Pronto le arrojó una telaraña justo en el rostro, haciéndolo caer de espaldas.

—¿Tomando un descanso? Pensé que me buscabas.

—¡Oh, Spidey, ahí estás! —se limpió el rostro y extendió los brazos—Anda, ¡te atraparé! ¡Salta sin miedo!

Encararlo era desagradable. Optaría por la segunda opción.

—No gracias, tengo una cita con el crimen. Nos vemos.

—¡Podemos tener una cita triple! Tú, yo, el crimen… O~, podríamos dejarnos llevar y-

Peter le arrojó otra telaraña en la cara.

—Prefiero no escuchar el resto.

Deadpool pareció hacer una mímica obscena para seguidamente sacar un arma. Las alarmas sonaron en la cabeza de Parker y de un brinco bajó a la calle.

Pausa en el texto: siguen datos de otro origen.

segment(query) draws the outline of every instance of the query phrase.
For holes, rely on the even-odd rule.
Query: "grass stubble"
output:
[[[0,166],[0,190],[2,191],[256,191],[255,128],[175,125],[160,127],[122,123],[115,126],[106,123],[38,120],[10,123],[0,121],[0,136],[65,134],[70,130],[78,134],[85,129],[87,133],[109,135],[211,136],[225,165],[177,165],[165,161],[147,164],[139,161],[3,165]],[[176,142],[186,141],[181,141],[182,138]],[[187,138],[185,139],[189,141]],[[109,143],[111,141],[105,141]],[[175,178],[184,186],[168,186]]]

—Sabía que cambiarías de opinión~ —alardeó haciendo girar la beretta—Conozco un puesto de tacos cerca de aquí que-

—¿Qué demonios quieres? —le espetó. Wade ladeó la cabeza.

—Anotar un par de veces, ¿tal vez? Y escuchar un poco de ¡Oh, oh!, ¡síiii! ¡Dámelo todo!

Y de nuevo terminó con el rostro cubierto de telaraña sintética.

Fin.

Notas de la autora: El spideypool es divertido y me gusta algo, pero prefiero a Deadpool para mí.